You can use the interim measures above to create this measure. Click the slicers a few times and see which values change. This new measure should change based on the values you select in the slicers.

58. [Percentage Point Variation to Baseline]

This measure is the percentage of selected customers (Practice Exercise 57) minus the baseline (Practice Exercise 55).

Now you should have an interactive report that allows you to drill into customer attributes (gender and number of cars owned) to see the impact on the mix of business vs. the baseline of all customers.

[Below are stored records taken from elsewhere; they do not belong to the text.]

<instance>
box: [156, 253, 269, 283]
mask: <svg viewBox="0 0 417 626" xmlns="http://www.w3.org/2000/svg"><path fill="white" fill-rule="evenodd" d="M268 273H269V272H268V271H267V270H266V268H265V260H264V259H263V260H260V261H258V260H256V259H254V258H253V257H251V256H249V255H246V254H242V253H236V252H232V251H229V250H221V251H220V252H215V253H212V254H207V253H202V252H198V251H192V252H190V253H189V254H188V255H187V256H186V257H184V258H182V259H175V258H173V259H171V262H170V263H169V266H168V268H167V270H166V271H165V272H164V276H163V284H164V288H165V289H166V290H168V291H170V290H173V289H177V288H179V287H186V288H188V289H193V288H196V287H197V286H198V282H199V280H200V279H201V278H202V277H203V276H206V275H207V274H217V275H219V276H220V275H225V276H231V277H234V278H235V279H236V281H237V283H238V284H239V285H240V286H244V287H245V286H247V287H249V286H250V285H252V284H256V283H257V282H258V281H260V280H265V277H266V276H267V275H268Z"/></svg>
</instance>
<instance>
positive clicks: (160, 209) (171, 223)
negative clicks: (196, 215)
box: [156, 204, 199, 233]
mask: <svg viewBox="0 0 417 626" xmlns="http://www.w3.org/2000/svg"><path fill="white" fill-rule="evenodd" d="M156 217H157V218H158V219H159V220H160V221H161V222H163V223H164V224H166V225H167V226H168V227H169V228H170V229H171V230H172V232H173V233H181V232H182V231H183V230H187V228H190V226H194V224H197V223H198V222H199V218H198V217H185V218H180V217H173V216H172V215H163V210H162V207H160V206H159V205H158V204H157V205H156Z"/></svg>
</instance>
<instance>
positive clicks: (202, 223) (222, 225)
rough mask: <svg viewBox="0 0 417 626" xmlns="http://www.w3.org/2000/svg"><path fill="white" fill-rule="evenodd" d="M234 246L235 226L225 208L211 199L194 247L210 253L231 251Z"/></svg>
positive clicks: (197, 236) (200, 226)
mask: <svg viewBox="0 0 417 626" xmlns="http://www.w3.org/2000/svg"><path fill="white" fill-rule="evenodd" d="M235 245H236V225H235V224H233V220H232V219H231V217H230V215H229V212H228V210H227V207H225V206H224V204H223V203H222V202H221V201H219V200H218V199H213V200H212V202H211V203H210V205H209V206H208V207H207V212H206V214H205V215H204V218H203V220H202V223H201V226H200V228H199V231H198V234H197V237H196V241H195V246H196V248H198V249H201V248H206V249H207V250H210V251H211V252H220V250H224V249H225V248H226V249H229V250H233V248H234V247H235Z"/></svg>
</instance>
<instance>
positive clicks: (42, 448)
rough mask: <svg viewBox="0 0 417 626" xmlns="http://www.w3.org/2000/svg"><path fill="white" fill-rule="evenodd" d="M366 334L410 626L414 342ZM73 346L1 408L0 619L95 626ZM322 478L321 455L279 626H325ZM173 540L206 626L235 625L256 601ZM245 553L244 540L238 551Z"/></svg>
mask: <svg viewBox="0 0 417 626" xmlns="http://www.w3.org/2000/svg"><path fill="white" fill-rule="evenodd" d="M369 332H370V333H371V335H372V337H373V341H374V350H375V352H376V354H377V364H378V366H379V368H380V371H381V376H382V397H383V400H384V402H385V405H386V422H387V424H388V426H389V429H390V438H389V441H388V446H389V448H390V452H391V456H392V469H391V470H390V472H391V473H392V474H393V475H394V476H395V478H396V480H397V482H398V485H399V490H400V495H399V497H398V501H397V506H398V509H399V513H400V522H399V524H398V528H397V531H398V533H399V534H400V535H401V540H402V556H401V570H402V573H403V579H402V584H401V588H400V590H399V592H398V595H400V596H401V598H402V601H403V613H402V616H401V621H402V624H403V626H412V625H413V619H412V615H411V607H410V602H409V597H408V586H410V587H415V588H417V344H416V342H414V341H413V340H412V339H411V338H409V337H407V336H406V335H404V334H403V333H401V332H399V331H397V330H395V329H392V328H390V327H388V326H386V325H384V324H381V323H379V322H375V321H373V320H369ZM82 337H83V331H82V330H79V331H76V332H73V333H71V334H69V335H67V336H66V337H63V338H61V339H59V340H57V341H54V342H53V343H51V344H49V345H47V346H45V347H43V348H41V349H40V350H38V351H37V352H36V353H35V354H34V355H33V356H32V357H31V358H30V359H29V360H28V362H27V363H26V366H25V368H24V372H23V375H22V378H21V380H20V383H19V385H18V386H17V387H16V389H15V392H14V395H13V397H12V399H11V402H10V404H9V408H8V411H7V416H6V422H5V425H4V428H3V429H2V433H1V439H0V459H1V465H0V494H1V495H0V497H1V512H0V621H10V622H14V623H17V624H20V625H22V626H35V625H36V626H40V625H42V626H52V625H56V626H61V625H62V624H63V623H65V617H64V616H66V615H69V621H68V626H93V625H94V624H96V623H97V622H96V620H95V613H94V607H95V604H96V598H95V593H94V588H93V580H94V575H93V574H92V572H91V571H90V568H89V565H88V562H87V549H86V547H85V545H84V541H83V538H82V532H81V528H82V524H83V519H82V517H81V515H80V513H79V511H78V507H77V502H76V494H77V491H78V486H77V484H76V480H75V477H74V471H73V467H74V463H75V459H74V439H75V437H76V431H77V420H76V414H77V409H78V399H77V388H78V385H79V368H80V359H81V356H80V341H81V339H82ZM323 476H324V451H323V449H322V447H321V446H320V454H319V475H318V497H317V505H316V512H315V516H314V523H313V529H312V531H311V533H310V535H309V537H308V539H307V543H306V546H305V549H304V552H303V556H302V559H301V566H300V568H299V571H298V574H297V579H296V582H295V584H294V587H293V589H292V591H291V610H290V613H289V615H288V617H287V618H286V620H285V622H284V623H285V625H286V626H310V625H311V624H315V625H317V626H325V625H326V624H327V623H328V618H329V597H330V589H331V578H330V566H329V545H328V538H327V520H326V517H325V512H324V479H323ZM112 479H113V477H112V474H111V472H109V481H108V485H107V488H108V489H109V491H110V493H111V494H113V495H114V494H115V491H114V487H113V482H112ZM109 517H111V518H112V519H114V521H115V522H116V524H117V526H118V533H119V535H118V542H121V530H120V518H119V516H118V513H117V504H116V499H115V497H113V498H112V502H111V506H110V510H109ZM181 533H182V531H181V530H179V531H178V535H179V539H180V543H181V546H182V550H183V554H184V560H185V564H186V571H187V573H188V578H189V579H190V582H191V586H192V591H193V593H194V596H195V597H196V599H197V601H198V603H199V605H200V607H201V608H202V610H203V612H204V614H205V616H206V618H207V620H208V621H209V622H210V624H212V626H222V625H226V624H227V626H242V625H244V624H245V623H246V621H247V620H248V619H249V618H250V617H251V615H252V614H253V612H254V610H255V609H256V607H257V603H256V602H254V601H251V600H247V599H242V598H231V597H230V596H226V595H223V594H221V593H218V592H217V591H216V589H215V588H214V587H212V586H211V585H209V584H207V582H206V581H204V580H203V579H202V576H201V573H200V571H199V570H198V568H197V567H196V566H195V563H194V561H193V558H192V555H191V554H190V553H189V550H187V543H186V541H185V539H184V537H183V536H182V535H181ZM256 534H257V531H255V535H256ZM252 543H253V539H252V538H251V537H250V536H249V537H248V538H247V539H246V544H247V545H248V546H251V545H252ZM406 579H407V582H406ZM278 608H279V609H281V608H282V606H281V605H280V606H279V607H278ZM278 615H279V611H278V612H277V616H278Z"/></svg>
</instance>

It is worth pointing out here that sometimes it may be useful to change the descriptions of the final measures as they appear in a matrix. So while [Baseline % This Occupation of All Customer Orders] is a good name for your measure because you know what it means, when you use this measure in a specific matrix, it may be a good idea to rename it. You can do this by selecting the matrix, going to the Values section on the right-hand side of the screen, and double-clicking the measure name you want to change. The name changes just for this single visual (the matrix in this case).

After giving your measures new names, you might end up with something like the matrix shown below.

Note: If you change the description in the matrix, the easiest way to change it back is to remove the measure from the visual and then add it back again.